Salut Christophe! Yes, I’ve come across the concept :) In fact, I think what we did with the ├── and └── notation is already a step in that direction (at least concept-wise) as it also puts a specific structure over the instructions.
But stretching all the way seems worth exploring too!
I think there's a chance we could squeeze a better benchmark score, although there's a risk of overfitting which I wanted to avoid.
The simplest test would be to make previously “unreachable” tasks succeed through obvious prompt tweaks — like reordering instructions or emphasizing key parts.
That said, my methodology intentionally avoided exposing the model to actual tasks. Instead, I focused on the domain as a whole: refining the instructions so a smaller model could understand and act reliably.
Great point! However, I’d ask the following: isn't faithfully following nuanced instructions an _agentic capability_ by itself?
If a model only performs well once the rules are clarified, that’s still revealing something important about its agency: it’s brittle when policies are ambiguous, but much stronger when they’re structured.
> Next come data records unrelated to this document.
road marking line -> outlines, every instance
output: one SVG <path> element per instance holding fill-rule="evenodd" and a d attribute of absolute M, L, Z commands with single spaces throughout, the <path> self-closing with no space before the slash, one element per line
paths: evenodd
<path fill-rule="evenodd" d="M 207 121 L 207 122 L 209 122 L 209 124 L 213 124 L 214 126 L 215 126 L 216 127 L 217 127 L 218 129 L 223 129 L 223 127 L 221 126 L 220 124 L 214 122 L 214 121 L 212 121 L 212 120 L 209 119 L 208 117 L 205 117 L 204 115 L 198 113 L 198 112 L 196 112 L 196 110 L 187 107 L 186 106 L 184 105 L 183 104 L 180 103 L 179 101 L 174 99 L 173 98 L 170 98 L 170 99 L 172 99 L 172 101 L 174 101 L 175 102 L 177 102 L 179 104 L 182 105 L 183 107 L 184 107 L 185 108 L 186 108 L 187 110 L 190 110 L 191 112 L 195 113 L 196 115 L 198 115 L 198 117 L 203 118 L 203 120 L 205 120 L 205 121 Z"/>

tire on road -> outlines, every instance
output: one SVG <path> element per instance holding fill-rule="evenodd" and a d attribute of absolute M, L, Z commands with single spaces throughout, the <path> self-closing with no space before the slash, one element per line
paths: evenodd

I agree with you that there’s a fine line between genuinely helping the model 'understand' the task and just 'teaching to the test'.
That said, Tau² is framed as a very specific use case — and we showed it can be solved more reliably. At the end of the day, that means we now have an agent built on a cheaper, faster model that still performs its job with higher reliability.
I only had Claude rewrite the domain policies and generic instructions, not the individual task statements. I updated the blog with a link showing the exact changes.
So no leakage — it wasn’t solving or hinting at any of the specific test cases, since none of the tasks were ever exposed to it.
Great point. Indeed my methodology was to treat the prompt refactoring as one-off task, therefore I didn't care much about cost/latency.
As for having GPT-5-mini do the rewriting — that’s a really interesting idea. I think the biggest challenge is avoiding cognitive overload. The Tau² agent policies are pretty complex: it’s easy to grasp the overall task, but the detailed rules for each user case aren’t always obvious.
I'm not sure if how easy it is to actually overload GPT-5-mini, so that's definitely worth exploring.
Yea, so that part I actually did not overthink - I knew I need strong reasoning and just grabbed opus which is my personal go-to for such tasks and sticked to it as I wanted to avoid too many moving parts.
Would be interesting to compare both the benchmark result as well as the way other models approached the whole refactoring process!
Thanks for the feedback, appreciate it!
It makes lot of sense - I'll update the article with links to the actual prompts.
Initially I thought these would be too lengthy for the article and no one would care, but as it seems people are really interested in it. Of course I'd be happy to share the details.
I see that you've added links to a pull request that show the previous and final optimized prompts. However, the OP was asking for the prompt you gave to Claude to assist you in optimizing your prompt. Would you mind sharing that one? (That way nobody has to reverse engineer the instructions from the diff you provided.)